Let $\alpha$ be a monotonically increasing function on $[0,1]$. What does the sequence of Riemann-Stieltjes integrals
\begin{equation*} \int_0^1 x^n d\alpha(x) \end{equation*}
converge to as $n \to \infty$?
I know that if $\alpha(x) = x$ then the sequence converges to $0$. More generally, if $\alpha(x)$ is continuous, then the sequence converges to zero. But what about for general monotone functions $\alpha(x)$?
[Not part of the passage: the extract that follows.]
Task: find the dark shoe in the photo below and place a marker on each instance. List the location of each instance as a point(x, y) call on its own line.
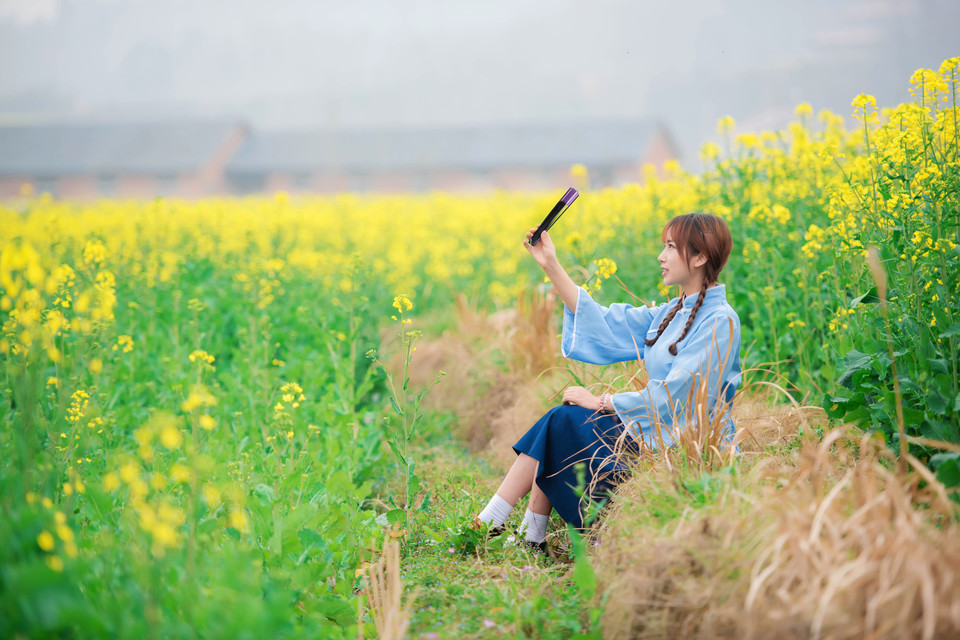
point(537, 547)
point(492, 531)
Write this integral (with $0 < \epsilon < 1$) as
$$\int_0^1 x^n \, d\alpha =\int_0^{1-\epsilon}x^n \, d\alpha + \int_{1-\epsilon}^{1}x^n \, d\alpha $$
Considering the first integral on the RHS, we have
$$0 \leqslant \int_0^{1-\epsilon}x^n \, d\alpha \leqslant (1-\epsilon)^n[\alpha(1) - \alpha(0)] \\ \implies \lim_{n \to \infty}\int_0^{1-\epsilon}x^n \, d\alpha = 0 $$
Considering the second integral, we have for all $n > 1/\sqrt{\epsilon}$
$$\int_{1-\epsilon}^{1}x^n \, d\alpha \geqslant \int_{1-1/n^2}^{1}x^n \, d\alpha \geqslant \left(1 - \frac{1}{n^2} \right)^n[\alpha(1) - \alpha(1- 1/n^2)] \\ \implies \liminf_{n \to \infty}\int_{1-\epsilon}^{1}x^n \, d\alpha \geqslant \alpha(1) - \alpha(1-),$$
since $1 - 1/n \leqslant (1- 1/n^2)^n \leqslant 1$ using the Bernoulli inequality, and, hence, $(1-1/n^2)^n \to 1$.
We also have
$$\int_{1-\epsilon}^{1}x^n \, d\alpha \leqslant \alpha(1) - \alpha(1-\epsilon) \leqslant \alpha(1) - \alpha(1-)$$
Thus,
$$ \alpha(1) - \alpha(1-) \leqslant \liminf_{n \to \infty}\int_{1-\epsilon}^{1}x^n \, d\alpha \leqslant \limsup_{n \to \infty}\int_{1-\epsilon}^{1}x^n \, d\alpha \leqslant \alpha(1) - \alpha(1-),$$
and it follows that
$$ \lim_{n \to \infty}\int_{0}^{1}x^n \, d\alpha =\lim_{n \to \infty}\int_{1-\epsilon}^{1}x^n \, d\alpha = \alpha(1) - \alpha(1-)$$